La docteure Marian Rojas Estapé nous enseigne qu’il faut comprendre pour pouvoir appréhender. Comprendre que nous vivons des émotions en tant qu’êtres pensants nous permet d’agir en conscience. L’expression émotionnelle est constante ; accueillons-la comme point de départ de notre agir. C’est pour cette raison que, pour moi, il a été essentiel de repasser cette scène en revue, encore et encore, dans le but de m’offrir de meilleurs outils, tout en me demandant si mon objectif était de “prouver que j’avais raison” ou de “préserver la relation”. Il est sage de savoir quelles batailles méritent d’être menées, et d’assumer ensuite leurs conséquences avec maturité.

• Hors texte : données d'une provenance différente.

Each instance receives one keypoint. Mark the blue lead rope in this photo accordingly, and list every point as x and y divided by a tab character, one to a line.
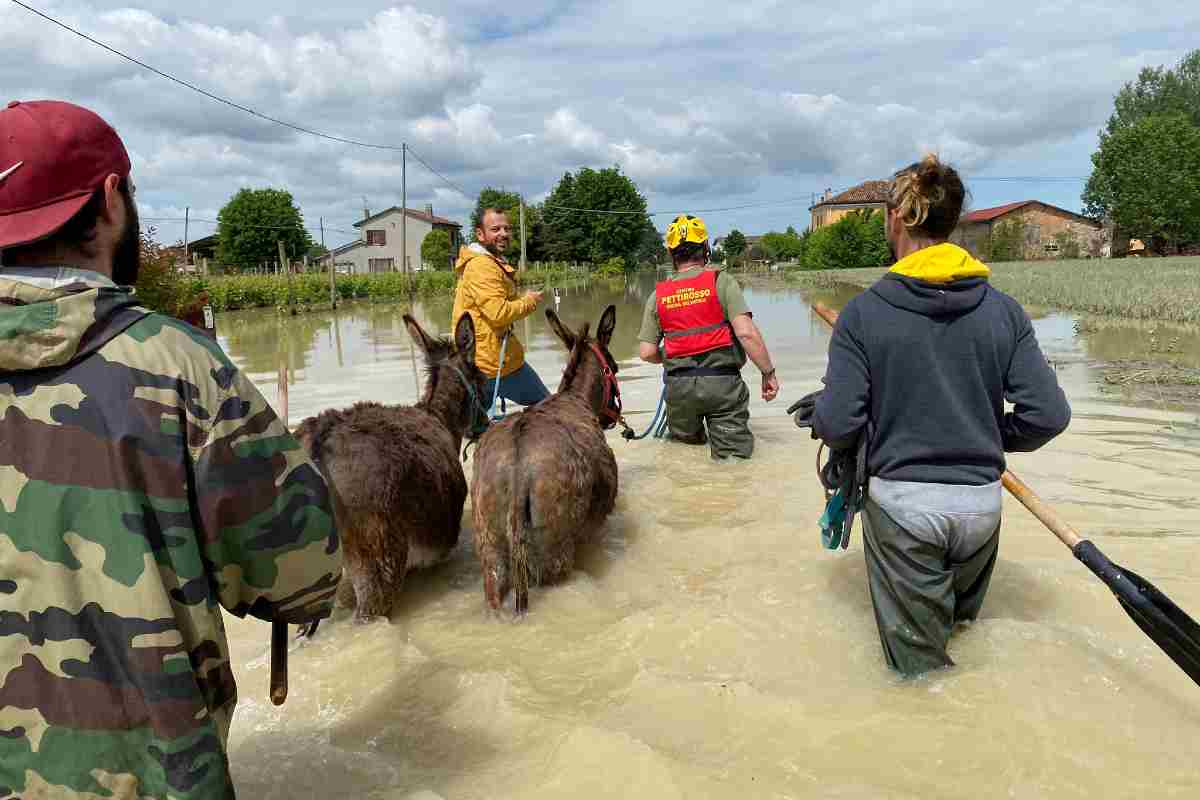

Une fois que le cœur et la raison se sont révélés, il convient de bâtir un pont avec l’Esprit et de laisser la Parole redonner sens à notre regard. Par son offrande au service des autres, Jésus nous invite à prendre notre croix et à le suivre. Tout au long de son enseignement missionnaire, il est fidèle à son message de pardon et nous exhorte à fonder nos actions sur l’amour. Laisser l’Esprit souffler, c’est permettre à la Parole de transformer notre vision, car notre relation avec Dieu nous conduit inévitablement à la relation avec les autres. Changeons notre regard pour transformer la réalité.

En tant que chrétiens, nous savons que nos talents doivent contribuer à la construction du Royaume. Souvenons-nous des paroles de MME : « Il y a toujours quelque chose de bon chez l’autre ; croyons-le, cherchons-le et, si nous ne le trouvons pas, c’est peut-être parce que nous avons une image idéalisée de nous-mêmes... » (Conseils pour l’éducation, 1984). Ainsi, en plus de croire et de chercher les talents chez les autres, croyons et cherchons aussi les nôtres, pour bâtir ensemble le Royaume dans un monde globalisé.

Par sa miséricorde, Dieu nous invite à porter la croix sur nos épaules en reconnaissant l’intensité émotionnelle. Il nous guide sur le chemin du Calvaire, celui de la construction des relations humaines, avec la volonté d’assumer avec maturité les conséquences de la communication. Il nous appelle à transformer l’adversité par le pardon et l’amour, en gardant confiance pour nous relever. Car, comme le dit Mère Marie-Eugénie : « Mon regard est tourné vers Jésus-Christ et vers l’extension de son Royaume. »

 

Marlé Uribe

Psychopédagogue – Instituto Asunción Querétaro

 

* Photo 1 : Les mains entrelacées symbolisent la mission que Dieu m’a confiée : devenir une meilleure personne, capable de penser, ressentir et communiquer.

** Photo 2 : La croix. Amour, sacrifice et rédemption.